The lines starting with dot are my own comments. And the memory usage from sysutil/htop on the disconnected ssh session is as follows:


```
Mem[|||||||||||||||||||||||||||||||||||||||||||||||||||||||||||||||||||||||||||||||||||||||||||||||||1.56G/1.97G]
Swp[||||||                                                                                            225M/4.25G]
```

According to the sysutil/htop output, one can conclude memory usage has nothing to do with these random freezes.

I'll post `dmesg` and /var/log/messages in another post.


----------



## NuLL3rr0r (Jan 7, 2017)

This is the output of dmesg. And here is the output of /var/log/messages.

Thank you.


----------



## tcn (Jan 14, 2017)

Hi NuLL3rr0r,

  I have been experiencing something similar and am clueless too.  My crashes seem to be linked to network data transfer (I still have this issue with large files within a virtual machine).  Do you know if there is a lot of network or disk activity when the machine hangs?

regards,
tcn


----------



## NuLL3rr0r (Jan 15, 2017)

Hi tcn,

Unfortunately, the issue is still around for me, too. I even wiped the VPS an reinstalled it again, still the same issue.
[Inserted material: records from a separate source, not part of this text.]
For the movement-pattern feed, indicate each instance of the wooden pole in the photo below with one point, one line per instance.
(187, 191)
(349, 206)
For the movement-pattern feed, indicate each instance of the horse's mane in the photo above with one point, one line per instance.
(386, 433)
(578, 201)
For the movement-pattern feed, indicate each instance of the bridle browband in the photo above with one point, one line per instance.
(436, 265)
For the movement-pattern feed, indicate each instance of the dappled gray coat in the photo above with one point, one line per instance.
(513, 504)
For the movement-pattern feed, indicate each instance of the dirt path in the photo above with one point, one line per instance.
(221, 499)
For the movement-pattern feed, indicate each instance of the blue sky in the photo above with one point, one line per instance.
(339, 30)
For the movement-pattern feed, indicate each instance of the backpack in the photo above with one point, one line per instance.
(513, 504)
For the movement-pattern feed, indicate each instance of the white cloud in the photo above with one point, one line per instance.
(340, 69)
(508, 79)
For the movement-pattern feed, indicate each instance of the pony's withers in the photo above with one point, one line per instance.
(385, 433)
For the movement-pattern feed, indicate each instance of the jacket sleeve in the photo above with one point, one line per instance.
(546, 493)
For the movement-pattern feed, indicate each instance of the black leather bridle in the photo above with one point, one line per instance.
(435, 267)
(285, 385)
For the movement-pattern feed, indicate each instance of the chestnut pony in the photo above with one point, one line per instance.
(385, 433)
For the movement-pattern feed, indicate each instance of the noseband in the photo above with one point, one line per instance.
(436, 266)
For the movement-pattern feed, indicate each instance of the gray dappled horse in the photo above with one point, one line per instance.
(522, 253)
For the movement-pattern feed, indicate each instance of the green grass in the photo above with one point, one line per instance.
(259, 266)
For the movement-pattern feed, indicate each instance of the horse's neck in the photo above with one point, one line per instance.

I doubt it that my crash is related to network or disk activity since this VPS does not have any load.

But, I'll monitor that and report back if I find anything useful.

Regards


----------



## NuLL3rr0r (Jan 26, 2017)

As a follow-up I would like to share my findings on this issue. So, it may comes handy to other people.

I reinstalled this VPS twice and unfortunately results were the same. So, I tried other providers such as DigitalOcean and Vultr but I wasn't satisfied with their performance; RootBSD (4 Cores, 2GB RAM) performed 2x to 3x as fast on my PostgreSQL benchmarks compared to Vultr (6 Cores, 8GB RAM) and DigitalOcean (4 Cores, 8GB RAM).
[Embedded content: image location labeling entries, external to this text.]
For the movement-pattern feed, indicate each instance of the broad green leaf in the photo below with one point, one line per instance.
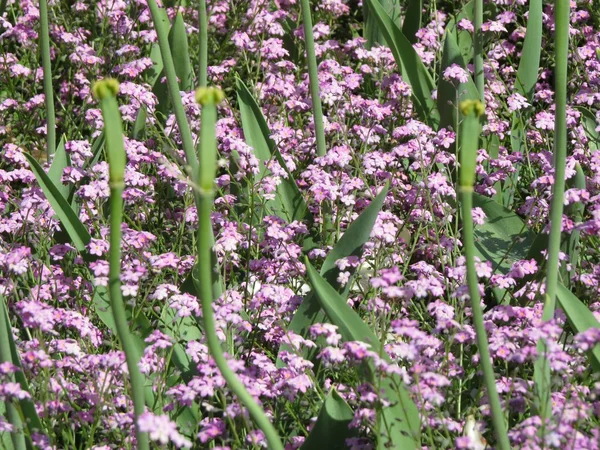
(449, 95)
(581, 319)
(529, 64)
(503, 238)
(181, 56)
(350, 244)
(60, 161)
(331, 429)
(289, 203)
(413, 20)
(139, 127)
(402, 416)
(371, 31)
(76, 230)
(588, 121)
(411, 67)
(29, 414)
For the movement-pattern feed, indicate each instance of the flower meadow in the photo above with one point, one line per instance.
(244, 224)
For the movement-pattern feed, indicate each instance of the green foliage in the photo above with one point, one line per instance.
(69, 220)
(411, 67)
(331, 429)
(402, 416)
(350, 244)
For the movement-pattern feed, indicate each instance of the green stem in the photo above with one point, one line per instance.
(47, 68)
(12, 413)
(561, 14)
(204, 180)
(106, 91)
(470, 132)
(203, 29)
(162, 33)
(313, 78)
(482, 341)
(478, 48)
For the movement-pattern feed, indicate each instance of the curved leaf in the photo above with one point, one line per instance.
(503, 238)
(331, 429)
(350, 244)
(411, 67)
(371, 31)
(581, 319)
(29, 413)
(402, 416)
(60, 161)
(529, 65)
(76, 230)
(289, 203)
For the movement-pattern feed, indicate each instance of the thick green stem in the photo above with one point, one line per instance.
(162, 33)
(203, 29)
(482, 341)
(204, 180)
(561, 14)
(478, 49)
(106, 91)
(313, 77)
(469, 145)
(47, 67)
(12, 413)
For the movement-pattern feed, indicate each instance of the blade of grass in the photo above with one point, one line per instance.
(47, 70)
(449, 96)
(28, 413)
(469, 138)
(106, 91)
(581, 319)
(289, 203)
(350, 244)
(313, 78)
(331, 429)
(161, 26)
(208, 98)
(69, 220)
(60, 161)
(575, 212)
(203, 50)
(529, 63)
(411, 67)
(402, 416)
(371, 31)
(413, 20)
(178, 43)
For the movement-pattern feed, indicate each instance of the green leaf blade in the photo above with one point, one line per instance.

As a workaround, I decided to give 10.3-RELEASE a go. It has been in production almost a week without those freezes or any other issues.
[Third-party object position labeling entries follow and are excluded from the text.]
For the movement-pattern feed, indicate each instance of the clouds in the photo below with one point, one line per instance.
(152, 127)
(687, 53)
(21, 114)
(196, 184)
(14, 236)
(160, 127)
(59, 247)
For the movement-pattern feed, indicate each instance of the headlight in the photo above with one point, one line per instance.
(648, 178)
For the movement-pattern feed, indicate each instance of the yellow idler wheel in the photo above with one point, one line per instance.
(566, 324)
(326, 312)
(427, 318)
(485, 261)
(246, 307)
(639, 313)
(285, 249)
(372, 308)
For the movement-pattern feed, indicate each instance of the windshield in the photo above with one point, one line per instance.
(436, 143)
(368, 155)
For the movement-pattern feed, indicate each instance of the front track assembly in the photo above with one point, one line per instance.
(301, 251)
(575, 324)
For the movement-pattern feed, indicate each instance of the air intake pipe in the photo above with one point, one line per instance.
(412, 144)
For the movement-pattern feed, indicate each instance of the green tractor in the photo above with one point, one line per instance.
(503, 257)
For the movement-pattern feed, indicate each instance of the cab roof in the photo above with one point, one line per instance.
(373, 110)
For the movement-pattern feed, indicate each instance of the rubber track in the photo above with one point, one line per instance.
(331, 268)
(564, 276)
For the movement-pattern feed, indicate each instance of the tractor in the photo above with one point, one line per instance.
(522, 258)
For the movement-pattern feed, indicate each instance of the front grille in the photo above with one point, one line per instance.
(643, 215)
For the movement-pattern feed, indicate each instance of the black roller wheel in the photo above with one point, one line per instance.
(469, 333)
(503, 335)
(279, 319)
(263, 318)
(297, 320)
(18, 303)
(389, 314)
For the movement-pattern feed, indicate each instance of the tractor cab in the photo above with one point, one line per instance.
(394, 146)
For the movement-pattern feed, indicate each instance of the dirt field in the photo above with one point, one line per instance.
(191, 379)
Furthermore, I noticed something else on FreeBSD 11.0-RELEASE which has been on my mind for some time (actually I was too lazy to ask it here ). I always generate my random passwords using a simple script like this:


```
#!/bin/sh
strings /dev/urandom | grep -o "[[:alnum:]]" | head -n 128 | tr -d '\n' | xargs echo
```

On my own VPS I always ran this and get a 128-length password instantly. After upgrading to 11.0-RELEASE I noticed that this simple script was running painfully slow that I was able to leave my desk, go get a cup of coffee and come back and still looking at the screen waiting for my random password to appear on the output.

So, I ran this script on the new VPS with the freezing issues and here are the sample results:


```
# 11.0-RELEASE
$ time sh rpwd.sh
4luBW07S02hx4Sc2FBblhadujbENKYhjW9BjTPAwO5gDpTAf02owTyedVETEuZhBxsJLawfUQiFoRhgC5YNBc6Bk1tURITdUX9zuGSycVtTfpSp0jyVIUuN5GJhPHPiC
0.091u 39.385s 1:22.02 48.1%   15+178k 0+0io 202pf+3w
```


```
# 10.3-RELEASE
$ time sh rpwd.sh
sGXjFowDYPkMUqdmx823FQFhY6zaPiLr5X6FbRZ1ej5y6Lr6vQZnzGgllJtG48oyCRgHr0GZQ0YnXgyZOS04tfPGk6RRHj5pHSty4CqB8mJoPnfrnCUnWR9OKuhxqtGT
0.007u 0.014s 0:00.01 100.0%   880+432k 0+0io 0pf+0w
```

Crazy!! They are not comparable in any way! Reading from /dev/urandom should not be that slow! Running that script a few times caused the mentioned VPS to freeze. By the way, the culprit is `strings /dev/urandom` part.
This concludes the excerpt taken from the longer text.